Archived-At: <https://mailarchive.ietf.org/arch/msg/i18ndir/K4jAb7c4_AUFGWtEJ09aXzg8ISc>
Subject: Re: [I18ndir] Review of new characters for Unicode 12.0.0
X-BeenThere: i18ndir@ietf.org
X-Mailman-Version: 2.1.29
Precedence: list
List-Id: Internationalization Directorate <i18ndir.ietf.org>
List-Unsubscribe: <https://www.ietf.org/mailman/options/i18ndir>, <mailto:i18ndir-request@ietf.org?subject=unsubscribe>
List-Archive: <https://mailarchive.ietf.org/arch/browse/i18ndir/>
List-Post: <mailto:i18ndir@ietf.org>
List-Help: <mailto:i18ndir-request@ietf.org?subject=help>
List-Subscribe: <https://www.ietf.org/mailman/listinfo/i18ndir>, <mailto:i18ndir-request@ietf.org?subject=subscribe>
X-List-Received-Date: Tue, 19 Mar 2019 06:11:42 -0000

On 19 Mar 2019, at 0:47, Martin J. Dürst wrote:

>> Martin, as I have implemented IDNA2008 from scratch, i.e. not using any
>> libraries at all,
>
> I'm also not using any libraries at all, just relying on the Unicode version in Ruby to be the same as the target version. But I understand what you're saying.
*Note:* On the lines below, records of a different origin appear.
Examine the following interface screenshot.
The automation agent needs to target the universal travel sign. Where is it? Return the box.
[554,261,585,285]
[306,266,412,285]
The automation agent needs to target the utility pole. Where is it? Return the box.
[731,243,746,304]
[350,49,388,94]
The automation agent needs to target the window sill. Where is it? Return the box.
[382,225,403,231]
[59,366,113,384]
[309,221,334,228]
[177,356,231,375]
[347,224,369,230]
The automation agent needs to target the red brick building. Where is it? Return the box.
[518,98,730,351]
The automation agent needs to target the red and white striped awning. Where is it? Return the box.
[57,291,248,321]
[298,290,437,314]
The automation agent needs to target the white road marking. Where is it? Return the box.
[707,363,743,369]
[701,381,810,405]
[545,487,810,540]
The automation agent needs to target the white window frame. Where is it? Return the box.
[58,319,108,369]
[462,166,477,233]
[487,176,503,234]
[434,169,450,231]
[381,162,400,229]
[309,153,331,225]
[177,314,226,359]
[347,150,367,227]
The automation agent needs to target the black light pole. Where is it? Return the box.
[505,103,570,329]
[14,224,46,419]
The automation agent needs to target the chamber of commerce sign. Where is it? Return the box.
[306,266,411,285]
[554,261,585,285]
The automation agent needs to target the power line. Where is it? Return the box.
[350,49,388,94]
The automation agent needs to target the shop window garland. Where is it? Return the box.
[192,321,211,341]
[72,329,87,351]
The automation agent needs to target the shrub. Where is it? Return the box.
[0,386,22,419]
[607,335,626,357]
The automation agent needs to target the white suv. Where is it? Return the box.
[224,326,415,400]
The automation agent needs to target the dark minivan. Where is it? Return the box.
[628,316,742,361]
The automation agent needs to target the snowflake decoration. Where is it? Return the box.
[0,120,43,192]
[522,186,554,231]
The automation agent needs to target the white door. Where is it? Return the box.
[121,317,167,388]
Well, Ruby do use ultimately libidn2 for IDNA2008, so yes, you do use libraries.

>> let me suggest we sync on what output format we use so
>> that we can do "diff" between your and my lists. My list for 12.0.0 is
>> btw attached.
>
> I think it's a good idea to have this for some cross-checks. But one of the features of my program was that it listed only the new characters, because these were the ones I wanted to review. So I'll definitely keep this ability.

Ok, I of course have that as well :-)

That operates on the file format I did show you.

>> May I suggest what my program is doing (of course), which is as follows:
>>
>> <Codepoint>;<Derived property value>;<Rule(s) that matched>;<Name>
>
> I'm fine with that. I'll have to do more work on supporting ranges in UnicodeData.txt and supporting the rules that I ignored in my first quick attempt. So please don't rely on my work for moving forward.

No problem, I already do have two implementations myself. One that do use libidn2 in python3, one in ruby that do not, and then I compare with IANA as I know they do have a completely code base as well.

   Patrik